Graveslab, Rathduff, Co. Kilkenny
Co. Kilkenny |
Tombs & Memorials
When excavators lifted a stone slab from the north ambulatory of the cloister at Kells Priory in County Kilkenny, they found it had been doing double duty for centuries: lying face-up as paving while simultaneously covering a stone-lined grave beneath.
That the slab was a memorial to someone specific, and that his name and the exact date of his death had been carved into it in careful Black Letter script, makes the find quietly arresting. The inscription reads, in Latin: "Here lies Lord Thomas Lahe, once prior of this place, who died on the 27th day of the month of February, A.D. 1508."

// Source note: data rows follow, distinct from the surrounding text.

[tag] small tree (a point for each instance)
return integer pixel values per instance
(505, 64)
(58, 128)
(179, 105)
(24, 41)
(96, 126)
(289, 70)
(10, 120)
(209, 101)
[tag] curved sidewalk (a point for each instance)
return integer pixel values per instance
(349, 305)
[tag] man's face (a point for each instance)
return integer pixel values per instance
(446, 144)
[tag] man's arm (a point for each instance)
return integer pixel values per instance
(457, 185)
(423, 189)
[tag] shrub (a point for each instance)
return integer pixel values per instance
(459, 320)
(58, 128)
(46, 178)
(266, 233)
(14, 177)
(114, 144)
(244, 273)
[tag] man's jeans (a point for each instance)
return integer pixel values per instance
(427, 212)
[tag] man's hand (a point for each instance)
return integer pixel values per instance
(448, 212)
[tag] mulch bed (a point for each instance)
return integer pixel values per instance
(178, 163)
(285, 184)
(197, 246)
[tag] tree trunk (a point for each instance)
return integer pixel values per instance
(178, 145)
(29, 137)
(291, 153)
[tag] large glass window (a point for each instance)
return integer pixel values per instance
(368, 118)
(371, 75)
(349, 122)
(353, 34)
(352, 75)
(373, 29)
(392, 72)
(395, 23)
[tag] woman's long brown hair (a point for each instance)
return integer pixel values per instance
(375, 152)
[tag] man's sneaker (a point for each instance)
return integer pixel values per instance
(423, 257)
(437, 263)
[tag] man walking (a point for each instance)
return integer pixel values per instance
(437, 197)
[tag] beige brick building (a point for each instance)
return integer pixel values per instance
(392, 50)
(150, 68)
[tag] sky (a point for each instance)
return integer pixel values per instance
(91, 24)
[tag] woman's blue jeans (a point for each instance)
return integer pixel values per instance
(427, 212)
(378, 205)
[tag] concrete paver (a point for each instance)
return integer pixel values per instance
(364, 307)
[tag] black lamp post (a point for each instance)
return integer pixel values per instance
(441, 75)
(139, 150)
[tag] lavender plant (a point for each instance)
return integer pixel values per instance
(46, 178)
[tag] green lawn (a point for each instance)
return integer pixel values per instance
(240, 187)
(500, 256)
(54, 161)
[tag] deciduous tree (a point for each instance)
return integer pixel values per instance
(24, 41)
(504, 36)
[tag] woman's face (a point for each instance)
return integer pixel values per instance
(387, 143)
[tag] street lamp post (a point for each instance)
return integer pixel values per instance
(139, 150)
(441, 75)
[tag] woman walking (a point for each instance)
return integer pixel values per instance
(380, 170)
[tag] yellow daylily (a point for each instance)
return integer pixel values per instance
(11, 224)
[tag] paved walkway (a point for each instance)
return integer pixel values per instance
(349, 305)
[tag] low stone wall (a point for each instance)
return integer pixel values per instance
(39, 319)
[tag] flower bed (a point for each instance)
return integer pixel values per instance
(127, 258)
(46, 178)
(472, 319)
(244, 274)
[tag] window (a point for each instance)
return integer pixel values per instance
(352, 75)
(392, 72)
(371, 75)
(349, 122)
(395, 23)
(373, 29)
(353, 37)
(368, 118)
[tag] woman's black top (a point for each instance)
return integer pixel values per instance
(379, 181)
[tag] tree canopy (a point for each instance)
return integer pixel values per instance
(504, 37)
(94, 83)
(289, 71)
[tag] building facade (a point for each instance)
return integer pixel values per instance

Kells Priory was a house of Augustinian canons, a religious order whose members lived under the Rule of St Augustine and combined elements of monastic and clerical life. The priory, founded in the twelfth century, accumulated a remarkable collection of graveslabs, of which this is one of the more elaborately decorated examples. The slab measures just over two metres in length and is carved with a banded cross whose head has seven segmented arms terminating in fleur-de-lis. The cross-shaft rises from a curving calvary mount, the small stepped or rounded base that in medieval funerary carving conventionally represents the hill of Golgotha. Below the cross-head, flanking the shaft on either side, are an IHC monogram (a Latinised abbreviation of the name of Jesus, common in medieval devotional contexts) and the name MARIA. The Latin inscription runs along the dexter margin of the slab, which is the right-hand side as you face it, and continues onto the sinister band of the cross itself. A plain border frames the upper edge. The Prior Thomas Lahe commemorated here would have been a senior figure in the community, and the care given to his slab reflects that standing.